Fourth, exact equivalence between TSTOEAO and the Alexander–Temple–Vogler formalism has not yet been established. Such equivalence would require a rigorous map from TSTOEAO variables, especially V, E, and Y, into the variables and solution families of the Einstein–Euler instability framework.
These cautions do not weaken the paper. They strengthen it. A serious bridge between frameworks must distinguish resonance from proof, interpretation from derivation, and possible ontology from established observation.
9. Conclusion
The Alexander–Temple–Vogler paper marks an important moment in mathematical cosmology because it shows that accelerated expansion may arise from instability within Friedmann spacetime itself. Their work does not merely ask what dark energy is. It asks whether the need for dark energy as a fundamental entity may have emerged from treating an unstable idealization as if it were a stable cosmic background.
The Swygert Theory of Everything AO interprets this result through boundary-recurrence ontology. In TSTOEAO, physical reality emerges from an encoded substrate whose expressed outcomes arise through gradient resolution and equilibrium-seeking boundary alignment. From that standpoint, Friedmann instability is not surprising. It is expected. A perfectly smooth cosmological equilibrium is an ideal mathematical surface, not necessarily a physically stable condition. Once perturbation enters, the boundary must resolve.

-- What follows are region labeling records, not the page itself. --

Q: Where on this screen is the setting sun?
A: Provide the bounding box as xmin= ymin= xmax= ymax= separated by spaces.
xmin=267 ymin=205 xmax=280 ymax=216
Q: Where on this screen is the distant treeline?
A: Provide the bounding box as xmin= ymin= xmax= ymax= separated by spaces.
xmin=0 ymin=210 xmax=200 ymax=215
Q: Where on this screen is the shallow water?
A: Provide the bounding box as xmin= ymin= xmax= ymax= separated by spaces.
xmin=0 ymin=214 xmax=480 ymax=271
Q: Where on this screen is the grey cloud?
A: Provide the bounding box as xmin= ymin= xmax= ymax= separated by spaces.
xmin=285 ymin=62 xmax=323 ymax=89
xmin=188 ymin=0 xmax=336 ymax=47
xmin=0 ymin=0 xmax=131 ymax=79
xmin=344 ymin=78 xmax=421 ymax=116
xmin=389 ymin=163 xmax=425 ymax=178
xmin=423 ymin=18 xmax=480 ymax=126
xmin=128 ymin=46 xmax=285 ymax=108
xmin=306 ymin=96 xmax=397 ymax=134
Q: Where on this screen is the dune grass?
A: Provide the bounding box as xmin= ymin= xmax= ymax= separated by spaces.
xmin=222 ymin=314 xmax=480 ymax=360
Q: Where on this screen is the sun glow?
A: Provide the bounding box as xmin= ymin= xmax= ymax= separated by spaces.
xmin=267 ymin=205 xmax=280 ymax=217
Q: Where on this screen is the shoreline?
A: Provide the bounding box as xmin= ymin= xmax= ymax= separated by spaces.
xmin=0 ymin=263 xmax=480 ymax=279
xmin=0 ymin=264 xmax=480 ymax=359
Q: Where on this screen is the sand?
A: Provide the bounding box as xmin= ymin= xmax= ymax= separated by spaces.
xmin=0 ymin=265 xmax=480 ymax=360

The strongest claim is therefore not that TSTOEAO has been proven, nor that ΛCDM has been defeated. The strongest claim is more precise: a rigorous relativistic instability result now provides a mathematically serious pathway by which apparent cosmic acceleration may emerge without fundamental dark energy. That pathway is structurally aligned with TSTOEAO’s long-standing interpretation of dark energy as an instability artifact of boundary-recursive substrate dynamics.

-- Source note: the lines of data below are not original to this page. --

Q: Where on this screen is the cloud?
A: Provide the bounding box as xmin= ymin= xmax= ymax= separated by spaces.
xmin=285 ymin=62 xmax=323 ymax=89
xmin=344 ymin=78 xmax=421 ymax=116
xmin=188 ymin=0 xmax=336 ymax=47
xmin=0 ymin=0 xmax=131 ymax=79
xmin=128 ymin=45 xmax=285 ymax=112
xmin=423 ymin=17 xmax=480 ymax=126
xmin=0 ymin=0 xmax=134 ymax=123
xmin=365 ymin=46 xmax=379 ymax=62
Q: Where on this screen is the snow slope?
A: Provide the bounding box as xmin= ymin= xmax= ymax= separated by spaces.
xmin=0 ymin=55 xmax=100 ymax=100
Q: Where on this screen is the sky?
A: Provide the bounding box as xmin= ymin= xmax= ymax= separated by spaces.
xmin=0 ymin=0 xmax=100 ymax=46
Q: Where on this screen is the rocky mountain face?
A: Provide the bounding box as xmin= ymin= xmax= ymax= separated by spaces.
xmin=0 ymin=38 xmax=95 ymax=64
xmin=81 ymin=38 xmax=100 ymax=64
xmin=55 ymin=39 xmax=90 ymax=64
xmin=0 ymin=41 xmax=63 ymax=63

The universe may not require dark energy as a substance. It may require only instability, boundary, recurrence, and the lawlike pressure of equilibrium seeking expression.
The pencil always falls.
The boundary always resolves.
The gradient always speaks.
Acknowledgments
The author acknowledges the mathematical work of C. Alexander, B. Temple, and Z. Vogler, whose recent analysis of Friedmann spacetime instability provides the rigorous cosmological result interpreted in this paper. The author also acknowledges the broader TSTOEAO research program, where dark energy has been treated as a boundary-instability artifact rather than a fundamental substance.
References
Alexander, C., Temple, B., & Vogler, Z. (2026). “The instability of critical and underdense Friedmann spacetimes at the Big Bang as an alternative to dark energy.” Proceedings of the Royal Society A, 482, 20250912. https://doi.org/10.1098/rspa.2025.0912
Alexander, C., Temple, B., & Vogler, Z. (2025). “The Instability of the Critical Friedmann Spacetime at the Big Bang as an Alternative to Dark Energy.” arXiv:2510.14228. https://arxiv.org/abs/2510.14228
Swygert, J. S. (2026). “Dark Energy As Instability Artifact: Friedmann Spacetime Instability As A Boundary-Recurrence Alignment With The Encoded Substrate Framework.” TSTOEAO.com manuscript, May 31, 2026.
Swygert, J. S. (2025–2026). Additional Swygert Theory of Everything AO manuscripts. TSTOEAO.com. https://tstoeao.com/category/manuscript/
Smoller, J., Temple, B., & Vogler, Z. Prior works on Friedmann spacetime instability and the STV formulation, as cited in Alexander, Temple, and Vogler, arXiv:2510.14228 and Proceedings of the Royal Society A 482:20250912.